Не мог он сам. Нет, не мог. И водку он не пил с детства. И пофигу, что в квартире, запертой изнутри, под прицелами видеокамер подъезда, стоит бравая батарея бутылок. И менты бормочут, что об унитаз же....вот же... экспертиза... и запись в 7 утра, где шатко с ног валясь... Не мог. Уббббийцы! А у нас снова память- хлоп!- и мы в амнезии не помним, как хихикали над его кашей во рту, как ржали над едкой пародией «Большой разницы», как считали вполне заурядным актером одной роли.
Откуда-то съезжаются разнообразные родственники. Грузины орут, что он Шалвович. Муж сестры вопит, что квартиру не поделил. А домработницы взахлеб и наконец-то в телевизоре. Не мог и он. Они. Жить бы и жить обоим. Если бы не две могилки, два скорбных холмика на балконе, мамин и собачкин. И мы снова обалдеваем такие, обалдеваем. И мысль о нездоровой психике и больной привязанности у нас- брямс! И припадаем к экрану, чтобы узнать, так шепнули ему, что она повесилась? Успел узнать или нет?
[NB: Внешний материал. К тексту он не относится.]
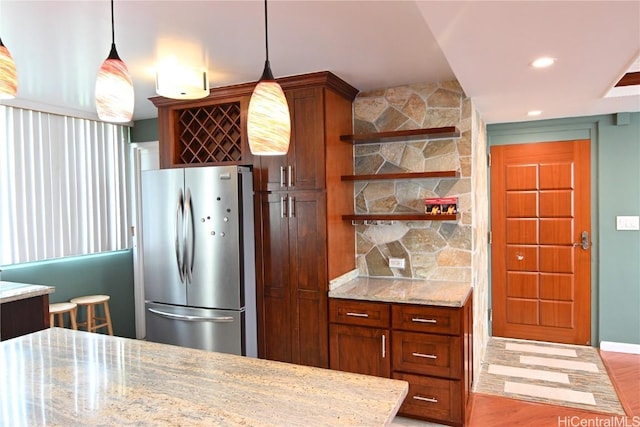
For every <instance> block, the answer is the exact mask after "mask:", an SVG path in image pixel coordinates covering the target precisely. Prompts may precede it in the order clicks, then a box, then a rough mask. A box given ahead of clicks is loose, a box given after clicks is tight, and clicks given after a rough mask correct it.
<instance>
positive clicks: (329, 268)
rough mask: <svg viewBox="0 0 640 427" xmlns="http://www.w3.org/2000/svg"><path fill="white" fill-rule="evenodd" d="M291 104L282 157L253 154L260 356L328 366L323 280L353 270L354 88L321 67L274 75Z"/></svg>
mask: <svg viewBox="0 0 640 427" xmlns="http://www.w3.org/2000/svg"><path fill="white" fill-rule="evenodd" d="M278 81H279V83H280V84H281V85H282V88H283V90H284V92H285V95H286V97H287V101H288V102H289V108H290V113H291V120H292V127H291V143H290V146H289V151H288V153H287V155H286V156H262V157H260V158H255V159H254V183H255V188H256V200H257V201H259V202H257V203H256V206H257V209H256V218H257V221H258V224H257V225H256V230H258V232H257V236H256V238H257V257H256V258H257V261H256V265H257V274H256V278H257V284H258V295H257V297H258V318H259V321H258V354H259V356H260V357H264V358H267V359H274V360H280V361H284V362H292V363H299V364H304V365H311V366H319V367H325V368H326V367H329V336H328V330H327V290H328V283H329V280H331V279H333V278H335V277H338V276H340V275H342V274H344V273H347V272H349V271H351V270H353V269H354V268H355V247H354V245H355V236H354V231H353V228H352V227H351V226H350V225H348V224H345V223H344V221H342V220H341V219H340V213H341V212H342V211H343V210H344V209H346V208H347V207H348V208H351V206H352V205H353V184H352V183H348V182H343V181H341V179H340V176H341V175H344V174H351V173H353V153H352V148H351V147H350V146H349V145H347V144H345V143H344V142H341V141H340V138H339V136H340V135H341V134H343V133H344V132H347V131H349V130H350V129H351V126H352V107H351V105H352V101H353V98H354V97H355V95H356V93H357V90H356V89H354V88H352V87H351V86H349V85H348V84H346V83H345V82H343V81H342V80H340V79H338V78H337V77H336V76H335V75H333V74H331V73H327V72H323V73H313V74H310V75H304V76H294V77H287V78H284V79H279V80H278Z"/></svg>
Со всех сторон сбегаются тетки. Жен много, любовниц еще больше. Каждая- самая любимая. И каждой он успел сказать заветное «прости». И шепнул слабеющей рукой, что только ее, только с ней, только для нее. В свеженьком трауре раздают бравые интервью жена номер 8 и подруга номер 26. Как невовремя он, как невовремя!!! Не мог он. Никак не мог. Ему бы жить да жить еще. И на голове стоять да стоять. И сплетни Таганки кропотливо записывать в тетрадочки, изо дня в день, изо дня в день, никого не пропуская. Рефреном в его дневниках- «Сегодня я был ге-ни-а-лен! Куда там Высоцкому... Они все завидуют мне» А мы же не помним, да же? У нас же снова горезатмение. И мы резко забыли, какая гадость и пошлость его книга и жизнь. И про то, что старший сыночек в попы, а средний с балкона- от такого папеньки. Двоеженец. Зо-ло-той ты наш человек. Тьфу.
А впереди еще и девятый день, и сороковой. Значит, новая волна рыданий и сплетен.
Каждому- свой срок. Отпустите их, отпустите... Не надо кликушеств. Тот, кому по-настоящему больно, плачет молча.